Was Arbeitgebende wirklich beachten sollten

Inhalt
  1. Freizeit oder Geld? So unterscheiden sich die Optionen
  2. Diese Gesetze regeln Überstunden
  3. So gelingt die Auszahlung von Überstunden
  4. Berechnung von Überstunden und Zuschlägen
  5. Auszahlung oder Abbau? Was für Unternehmen und Teams sinnvoller ist
  6. Software-Tools zum Erfassen und Verwalten von Überstunden
  7. Fazit
Das Wichtigste in Kürze
  • Seit dem BAG-Beschluss vom 13.09.2022 besteht eine Pflicht zur Arbeitszeiterfassung, die für die Nachvollziehbarkeit von Überstunden entscheidend ist.
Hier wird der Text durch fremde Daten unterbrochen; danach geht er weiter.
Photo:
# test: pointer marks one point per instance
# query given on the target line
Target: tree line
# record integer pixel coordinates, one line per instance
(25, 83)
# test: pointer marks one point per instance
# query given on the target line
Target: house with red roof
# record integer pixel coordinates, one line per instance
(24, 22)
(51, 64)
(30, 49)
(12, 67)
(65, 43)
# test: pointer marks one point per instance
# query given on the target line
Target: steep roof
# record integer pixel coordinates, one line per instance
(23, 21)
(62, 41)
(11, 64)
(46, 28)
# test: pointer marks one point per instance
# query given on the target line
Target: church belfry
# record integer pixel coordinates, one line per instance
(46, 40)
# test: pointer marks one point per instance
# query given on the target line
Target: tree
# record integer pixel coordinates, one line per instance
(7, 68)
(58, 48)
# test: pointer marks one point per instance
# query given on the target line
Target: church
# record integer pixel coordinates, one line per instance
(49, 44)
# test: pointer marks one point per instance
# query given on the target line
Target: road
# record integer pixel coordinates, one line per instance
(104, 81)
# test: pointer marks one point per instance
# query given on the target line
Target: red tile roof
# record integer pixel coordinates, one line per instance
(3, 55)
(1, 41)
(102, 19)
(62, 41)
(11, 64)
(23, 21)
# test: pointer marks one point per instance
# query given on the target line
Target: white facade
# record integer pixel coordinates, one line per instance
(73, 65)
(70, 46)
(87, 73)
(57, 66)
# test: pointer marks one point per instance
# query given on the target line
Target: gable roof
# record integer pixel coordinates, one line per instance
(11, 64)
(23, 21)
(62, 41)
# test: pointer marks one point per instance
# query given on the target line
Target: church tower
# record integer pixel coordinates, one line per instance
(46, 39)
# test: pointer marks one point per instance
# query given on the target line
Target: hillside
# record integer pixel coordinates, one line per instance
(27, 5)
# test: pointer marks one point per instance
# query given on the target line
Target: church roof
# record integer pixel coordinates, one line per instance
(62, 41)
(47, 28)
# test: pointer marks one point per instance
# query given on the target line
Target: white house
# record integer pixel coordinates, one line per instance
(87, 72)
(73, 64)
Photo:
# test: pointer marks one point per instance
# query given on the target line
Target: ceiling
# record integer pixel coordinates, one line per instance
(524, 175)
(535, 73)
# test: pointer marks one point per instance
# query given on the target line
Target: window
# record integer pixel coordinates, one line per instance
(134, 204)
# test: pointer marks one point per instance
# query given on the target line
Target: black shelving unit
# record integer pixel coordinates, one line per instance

  • Ein Anspruch auf Überstundenvergütung entsteht nur, wenn die Mehrarbeit vom Arbeitgebenden angeordnet, gebilligt oder zumindest geduldet wurde.
  • Ob Überstunden ausgezahlt oder durch Freizeitausgleich abgegolten werden, hängt von den Regelungen in Arbeitsvertrag, Tarifvertrag oder Betriebsvereinbarung ab.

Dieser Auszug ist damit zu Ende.